Enciéndete

La vida te devuelve aquello que tú le has dado

Recuerdo que hace unos años que estaba pasando por una gran dificultad en mi vida, por ciertas ofensas que había recibido de alguien cercano a mí, comencé a guardar en mi corazón mucho rencor y resentimiento por la herida que no había sanado, lo que producía con frecuencia mucho enojo, ira y desconfianza.

También debo reconocer que gracias a un buen amigo pude lograr conquistar el perdón, y eso proceso de perdón comenzó cuando me dijo que nada estaba yo ganando con eso, porque el rencor me estaba llevando a vivir una vida amargada. Y me hizo ver que la vida siempre devuelve con creces todo lo bueno y lo malo que hacemos, decimos o deseamos a los demás.
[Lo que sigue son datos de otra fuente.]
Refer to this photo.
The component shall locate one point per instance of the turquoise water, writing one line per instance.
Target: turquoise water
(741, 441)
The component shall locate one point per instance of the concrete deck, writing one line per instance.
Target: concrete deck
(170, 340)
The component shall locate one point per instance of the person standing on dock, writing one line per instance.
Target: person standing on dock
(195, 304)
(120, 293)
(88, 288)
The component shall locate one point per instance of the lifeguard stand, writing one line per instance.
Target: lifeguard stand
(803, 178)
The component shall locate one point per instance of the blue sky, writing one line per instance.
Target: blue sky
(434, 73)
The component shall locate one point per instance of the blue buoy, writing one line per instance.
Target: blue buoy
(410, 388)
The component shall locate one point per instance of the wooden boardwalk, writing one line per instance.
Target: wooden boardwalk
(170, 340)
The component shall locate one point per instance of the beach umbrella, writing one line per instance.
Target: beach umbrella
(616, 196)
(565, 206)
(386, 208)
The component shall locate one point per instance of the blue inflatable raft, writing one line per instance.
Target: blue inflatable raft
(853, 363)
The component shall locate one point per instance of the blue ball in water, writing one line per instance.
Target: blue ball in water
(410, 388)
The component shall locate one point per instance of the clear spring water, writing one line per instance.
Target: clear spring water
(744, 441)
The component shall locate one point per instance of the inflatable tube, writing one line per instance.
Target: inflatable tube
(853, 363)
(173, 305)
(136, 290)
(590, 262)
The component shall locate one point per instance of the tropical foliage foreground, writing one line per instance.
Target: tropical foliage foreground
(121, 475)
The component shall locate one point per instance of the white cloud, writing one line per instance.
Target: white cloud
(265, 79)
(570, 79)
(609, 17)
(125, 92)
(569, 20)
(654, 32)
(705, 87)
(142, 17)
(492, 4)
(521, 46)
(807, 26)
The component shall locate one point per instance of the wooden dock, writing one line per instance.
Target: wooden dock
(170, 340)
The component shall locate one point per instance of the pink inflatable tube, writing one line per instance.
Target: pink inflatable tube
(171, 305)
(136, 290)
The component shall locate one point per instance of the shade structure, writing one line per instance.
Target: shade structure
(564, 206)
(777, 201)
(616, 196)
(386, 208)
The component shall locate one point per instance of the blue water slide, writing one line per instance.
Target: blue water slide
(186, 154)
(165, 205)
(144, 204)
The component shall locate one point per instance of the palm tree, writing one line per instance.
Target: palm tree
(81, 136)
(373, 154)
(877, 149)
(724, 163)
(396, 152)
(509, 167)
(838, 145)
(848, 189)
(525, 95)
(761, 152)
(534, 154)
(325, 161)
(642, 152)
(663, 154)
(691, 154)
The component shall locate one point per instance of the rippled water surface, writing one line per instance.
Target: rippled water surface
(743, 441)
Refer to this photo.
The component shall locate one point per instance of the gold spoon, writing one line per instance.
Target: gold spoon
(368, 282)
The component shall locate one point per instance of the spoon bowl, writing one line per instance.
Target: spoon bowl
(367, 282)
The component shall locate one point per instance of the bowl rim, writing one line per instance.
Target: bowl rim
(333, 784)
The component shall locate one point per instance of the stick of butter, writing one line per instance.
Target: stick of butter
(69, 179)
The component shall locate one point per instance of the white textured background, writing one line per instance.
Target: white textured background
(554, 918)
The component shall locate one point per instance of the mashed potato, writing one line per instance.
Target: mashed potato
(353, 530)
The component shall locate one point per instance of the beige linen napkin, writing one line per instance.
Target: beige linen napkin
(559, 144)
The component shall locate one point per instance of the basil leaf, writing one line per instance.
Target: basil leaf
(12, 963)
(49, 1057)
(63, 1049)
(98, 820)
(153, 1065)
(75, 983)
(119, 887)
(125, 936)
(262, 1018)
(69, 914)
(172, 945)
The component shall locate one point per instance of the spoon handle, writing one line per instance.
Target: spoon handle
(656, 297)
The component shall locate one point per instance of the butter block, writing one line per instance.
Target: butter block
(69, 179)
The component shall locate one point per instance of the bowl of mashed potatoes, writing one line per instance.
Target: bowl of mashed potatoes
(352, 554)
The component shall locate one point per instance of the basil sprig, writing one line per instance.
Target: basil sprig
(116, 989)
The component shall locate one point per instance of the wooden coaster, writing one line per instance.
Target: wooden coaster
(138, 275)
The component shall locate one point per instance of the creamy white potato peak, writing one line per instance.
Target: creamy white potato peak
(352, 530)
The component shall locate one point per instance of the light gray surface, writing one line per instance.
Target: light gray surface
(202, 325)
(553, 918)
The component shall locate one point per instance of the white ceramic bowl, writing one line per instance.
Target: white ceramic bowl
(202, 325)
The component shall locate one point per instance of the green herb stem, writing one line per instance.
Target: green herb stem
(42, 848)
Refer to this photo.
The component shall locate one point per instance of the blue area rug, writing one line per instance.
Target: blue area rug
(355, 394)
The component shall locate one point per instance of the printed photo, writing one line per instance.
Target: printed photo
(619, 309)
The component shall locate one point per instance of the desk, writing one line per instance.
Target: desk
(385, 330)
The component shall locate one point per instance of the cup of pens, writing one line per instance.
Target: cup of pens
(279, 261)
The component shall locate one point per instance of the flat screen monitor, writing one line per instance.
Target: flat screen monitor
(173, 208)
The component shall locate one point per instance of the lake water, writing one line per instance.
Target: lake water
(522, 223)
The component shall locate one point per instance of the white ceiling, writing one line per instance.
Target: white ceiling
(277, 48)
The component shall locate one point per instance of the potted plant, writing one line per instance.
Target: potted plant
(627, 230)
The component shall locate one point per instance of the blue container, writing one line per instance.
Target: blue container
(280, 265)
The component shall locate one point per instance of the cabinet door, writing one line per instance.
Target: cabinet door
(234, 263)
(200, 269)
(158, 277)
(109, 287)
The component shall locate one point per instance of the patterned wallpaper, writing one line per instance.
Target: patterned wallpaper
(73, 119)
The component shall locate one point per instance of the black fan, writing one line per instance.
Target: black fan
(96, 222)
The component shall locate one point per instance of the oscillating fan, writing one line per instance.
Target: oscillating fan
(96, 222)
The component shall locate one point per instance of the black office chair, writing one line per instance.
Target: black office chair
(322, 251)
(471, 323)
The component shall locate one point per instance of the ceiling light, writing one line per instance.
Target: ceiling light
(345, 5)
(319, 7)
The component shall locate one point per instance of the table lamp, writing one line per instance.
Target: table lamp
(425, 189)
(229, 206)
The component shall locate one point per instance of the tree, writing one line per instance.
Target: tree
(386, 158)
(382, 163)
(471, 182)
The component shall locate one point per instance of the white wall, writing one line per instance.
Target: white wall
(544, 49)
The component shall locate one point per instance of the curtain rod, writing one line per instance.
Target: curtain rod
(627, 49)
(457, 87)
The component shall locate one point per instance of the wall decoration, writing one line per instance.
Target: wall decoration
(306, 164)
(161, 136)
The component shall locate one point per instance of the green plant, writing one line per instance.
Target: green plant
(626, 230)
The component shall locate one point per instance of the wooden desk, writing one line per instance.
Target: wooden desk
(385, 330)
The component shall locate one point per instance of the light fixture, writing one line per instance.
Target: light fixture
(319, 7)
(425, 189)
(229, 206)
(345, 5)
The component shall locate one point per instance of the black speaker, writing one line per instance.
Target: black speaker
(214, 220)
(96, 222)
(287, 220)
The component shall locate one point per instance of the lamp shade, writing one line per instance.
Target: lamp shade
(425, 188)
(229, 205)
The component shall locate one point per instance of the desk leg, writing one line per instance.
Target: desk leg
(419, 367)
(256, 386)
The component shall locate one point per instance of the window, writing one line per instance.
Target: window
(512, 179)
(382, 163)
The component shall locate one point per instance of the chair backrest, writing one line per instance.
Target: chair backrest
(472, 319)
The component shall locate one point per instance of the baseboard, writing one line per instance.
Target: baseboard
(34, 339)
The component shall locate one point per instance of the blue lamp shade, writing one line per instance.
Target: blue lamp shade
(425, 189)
Hace unas semanas me encontré una historia que me hizo recordar este momento difícil en mi vida y te la quiero compartir:

Cuentan que un niño que paseaba por la montaña con su papá, se tropezó y gritó: ¡Ay! De inmediato, a lo lejos, se escuchó una voz que también gritó: ¡Ay…! Con mucha curiosidad, el niño preguntó: ¿Quién está ahí? Y sin tardar la voz contestó: ¿Quién está ahí…? Aquel niño, pensando que era una broma de alguien, enojado gritó: ¡Tonto! Y la voz pronto contestó: ¡Tonto!

El niño, asustado, volteó con su padre y le preguntó qué estaba pasando. El padre sonriendo le dijo: Presta atención hijo. Enseguida, su padre volteó hacia la montaña y gritó fuerte: ¡Hola! Y la voz contestó diciendo: ¡Hola! De nuevo, el padre gritó: ¡Eres un campeón! Y se escuchó: ¡Eres un campeón! El niño observaba muy atento a su padre, pero sin entender qué pasaba, y el padre le explicó: “Mira hijo eso que escuchas, la gente lo llama eco, pero en realidad es la vida, ya que te devuelve todo lo que tú dices y haces”.

Por mi propia experiencia te puedo asegurar que nuestra vida sólo es un reflejo de nuestras propias acciones. Por ello, te invito a que descubras qué estás ofreciendo al mundo, ya que si en tu interior llevas dolor, resentimiento, ira, enojo o frustración; eso va a ser lo mismo que des a los demás y llevarás una vida amargada, porque eso mismo estarás recibiendo.

En cambio, si vives dando amor a los demás, si te preocupas por sonreír a quien está triste, si vives haciendo actos de servicio; eso mismo recibirás de manera multiplicada, porque la vida te va a regresar exactamente aquello que tú le has dado. No olvides nunca que nuestra vida no es coincidencia, sino es un reflejo de aquello que hemos sembrado.